Partitocrazia e pericolo di regime

Lo strapotere dei partiti non diminuirà senza una forte pressione dell’opinione pubblica

di Aldo Mariconda - 13 ottobre 2005

Il vigente sistema elettorale ha avuto senz’altro il merito di dare stabilità di governo, ma è opinione giustamente diffusa che non abbia consentito la migliore governabilità del Paese, causa le divisioni all’interno di ciascuna delle due coalizioni, fatte più per vincere che per prendere decisioni strategiche, soprattutto per lo sviluppo e la ripresa della competitività.
S’impone quindi senz’altro un cambiamento, purché tuttavia assicuri una migliore governabilità intesa come capacità di decidere.
Credo che un proporzionale con sbarramento alto possa risolvere il problema. Non un proporzionale qualsiasi e forse non quello proposto dalla coalizione di governo.
E’ difficile affrontare l’argomento rimanendo credibili e prescindendo da calcoli di convenienza per l’una o l’altra parte. E’ tuttavia altrettanto difficile non vedere quanto è stato rilevato più autorevolmente da Sabino Cassese, secondo il quale vi è un maggior pericolo di frammentazione all’interno delle coalizioni.
La proposta del centro-destra è nota: liste bloccate preparate dai partiti, con ripartizione dei seggi proporzionale. Le liste possono collegarsi ed avere un unico candidato alla Presidenza del Consiglio. La coalizione con maggior numero di voti ha un premio di maggioranza in termini di seggi. Vi sono poi due sbarramenti: uno al 4% per le liste isolate, un altro al 2% per quelle collegate.
Non sono in grado di pormi problemi di costituzionalità, che pure sembrano esistere. Mi pare critico il meccanismo che accentua le divisioni tra i partiti alleati perché, ha ragione Cassese, ognuno di essi è spinto a cercare voti per sé, innanzitutto nel bacino della coalizione di cui fa parte, se non altro per una evidente ragione di maggiore facilità. Così, la forza del singolo partito si ottiene in primis a scapito degli altri della stessa coalizione. In tal modo, aumenta il potere condizionante degli associati alla coalizione. L’effetto pratico è una maggiore difficoltà e capacità di decidere, sia in termini di qualità che di tempestività.
E’ di questo geniale sistema che l’Italia ha bisogno per uscire dalla presente stagnazione? L’unico effetto reale che mi appare evidente è il consolidamento del potere dei partiti, o meglio, dei segretari e di una piccola élite al vertice dei partiti. Già col maggioritario attuale la scelta dei candidati è fatta da pochi intimi, attenti a conciliare equilibri di coalizione, rielezione di personaggi inamovibili o di portaborse fedeli. Col nuovo sistema l’elezione si ha solo in ordine di lista.

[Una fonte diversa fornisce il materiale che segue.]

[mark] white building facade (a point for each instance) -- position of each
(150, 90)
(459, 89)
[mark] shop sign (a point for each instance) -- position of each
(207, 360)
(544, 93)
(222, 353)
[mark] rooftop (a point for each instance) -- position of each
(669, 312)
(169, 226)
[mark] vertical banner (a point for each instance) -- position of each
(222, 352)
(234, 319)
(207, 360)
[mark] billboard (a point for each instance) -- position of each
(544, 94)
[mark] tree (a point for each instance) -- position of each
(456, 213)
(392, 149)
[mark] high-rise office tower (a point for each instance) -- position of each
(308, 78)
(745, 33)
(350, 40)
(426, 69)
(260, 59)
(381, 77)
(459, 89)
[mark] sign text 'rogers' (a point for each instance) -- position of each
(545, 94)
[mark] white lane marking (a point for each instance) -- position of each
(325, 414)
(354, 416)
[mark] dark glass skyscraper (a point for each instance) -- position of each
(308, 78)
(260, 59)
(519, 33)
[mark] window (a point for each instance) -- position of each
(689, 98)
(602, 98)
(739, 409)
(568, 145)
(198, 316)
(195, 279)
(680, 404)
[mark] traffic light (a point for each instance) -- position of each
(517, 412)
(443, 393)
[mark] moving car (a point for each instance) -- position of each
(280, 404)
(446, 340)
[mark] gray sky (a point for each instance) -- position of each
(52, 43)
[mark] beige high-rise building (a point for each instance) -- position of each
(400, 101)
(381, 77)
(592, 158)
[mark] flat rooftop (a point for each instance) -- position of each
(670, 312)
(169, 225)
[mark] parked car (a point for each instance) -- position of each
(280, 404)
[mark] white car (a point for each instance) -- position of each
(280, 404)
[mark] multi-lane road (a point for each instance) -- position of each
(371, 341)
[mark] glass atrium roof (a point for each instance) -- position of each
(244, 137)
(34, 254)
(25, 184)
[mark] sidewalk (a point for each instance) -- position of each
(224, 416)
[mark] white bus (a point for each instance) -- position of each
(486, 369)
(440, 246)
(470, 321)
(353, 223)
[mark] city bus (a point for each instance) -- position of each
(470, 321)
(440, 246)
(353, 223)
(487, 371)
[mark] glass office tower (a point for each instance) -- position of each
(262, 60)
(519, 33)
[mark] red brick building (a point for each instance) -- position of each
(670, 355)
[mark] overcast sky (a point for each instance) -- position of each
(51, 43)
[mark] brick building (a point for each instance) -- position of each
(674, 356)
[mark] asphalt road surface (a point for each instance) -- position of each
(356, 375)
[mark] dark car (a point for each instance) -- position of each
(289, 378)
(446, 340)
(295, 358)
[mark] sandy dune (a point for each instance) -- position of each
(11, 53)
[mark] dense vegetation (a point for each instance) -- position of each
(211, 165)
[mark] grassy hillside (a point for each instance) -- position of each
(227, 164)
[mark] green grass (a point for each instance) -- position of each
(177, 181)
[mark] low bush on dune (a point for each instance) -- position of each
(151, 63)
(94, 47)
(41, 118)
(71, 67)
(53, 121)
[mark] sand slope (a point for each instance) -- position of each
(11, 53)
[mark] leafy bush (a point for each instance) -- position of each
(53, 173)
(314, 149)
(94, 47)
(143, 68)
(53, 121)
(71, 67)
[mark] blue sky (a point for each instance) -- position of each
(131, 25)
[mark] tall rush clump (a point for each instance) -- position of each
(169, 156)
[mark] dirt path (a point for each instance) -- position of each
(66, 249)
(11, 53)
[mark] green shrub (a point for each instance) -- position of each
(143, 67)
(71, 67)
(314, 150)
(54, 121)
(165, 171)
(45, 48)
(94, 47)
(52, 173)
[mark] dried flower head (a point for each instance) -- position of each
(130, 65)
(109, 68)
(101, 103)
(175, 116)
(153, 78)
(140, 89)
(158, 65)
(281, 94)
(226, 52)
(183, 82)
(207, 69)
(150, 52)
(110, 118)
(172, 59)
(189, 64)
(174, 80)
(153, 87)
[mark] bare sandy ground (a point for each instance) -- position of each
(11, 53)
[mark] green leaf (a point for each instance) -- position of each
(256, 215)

Il cittadino non interviene né nella scelta dei candidati, né con la preferenza, che certamente ha dei limiti in quanto usata anche in passato da gruppi organizzati, non sempre attenti agli interessi superiori del Paese, data l’incidenza statistica superiore al Sud rispetto al Nord (cosa che fa sospettare), ma è pur sempre un sistema più democratico e che assicura una selezione della classe politica non soltanto per cooptazione dall’interno del sistema.
Lo strapotere dei partiti è certamente una caratteristica del nostro paese, ma è anche un limite alla democrazia, non solo quanto alla selezione della classe dirigente. Esso ha come conseguenza l’occupazione, non solo la gestione del potere, a cominciare dai mass media e in particolare dalla TV pubblica che da sempre è stata lottizzata. Mi ha fatto persino impressione il film di Sabrina Guzzanti, Viva Zapatero, che denuncia come in Italia non sia ammessa la satira in TV. La TV non è mai stata così in mano al potere come ora, con un capo del governo che di fatto controlla la maggioranza dei canali importanti, ma ha avuto in passato eccessi di controllo e presenza opposte della sinistra. Bisognerebbe fare come in Spagna, appunto con Zapatero, che ha inteso sottrarre il dominio della TV di Stato alla maggioranza di volta in volta eletta, quindi su modelli tipo BBC, non RAI.
Ma, è possibile che il sistema attuale partorisca riforme di questo tipo, senza il suicidio di se stesso?
Ci vorrebbe una forte pressione dell’opinione pubblica, difficile in Italia dove le classifiche sulla libertà di stampa fatte da Freedom of Press 2005 ci collocano al 79° posto, dopo Bolivia e Bulgaria e prima della Mongolia, mentre al 1° posto vi è la Finlandia, al 3° la Svezia, al 4° e 5° Danimarca e Norvegia, comunque con tutti i nostri partner europei ben più in testa di noi, con al punto più basso la Grecia al 61° posto.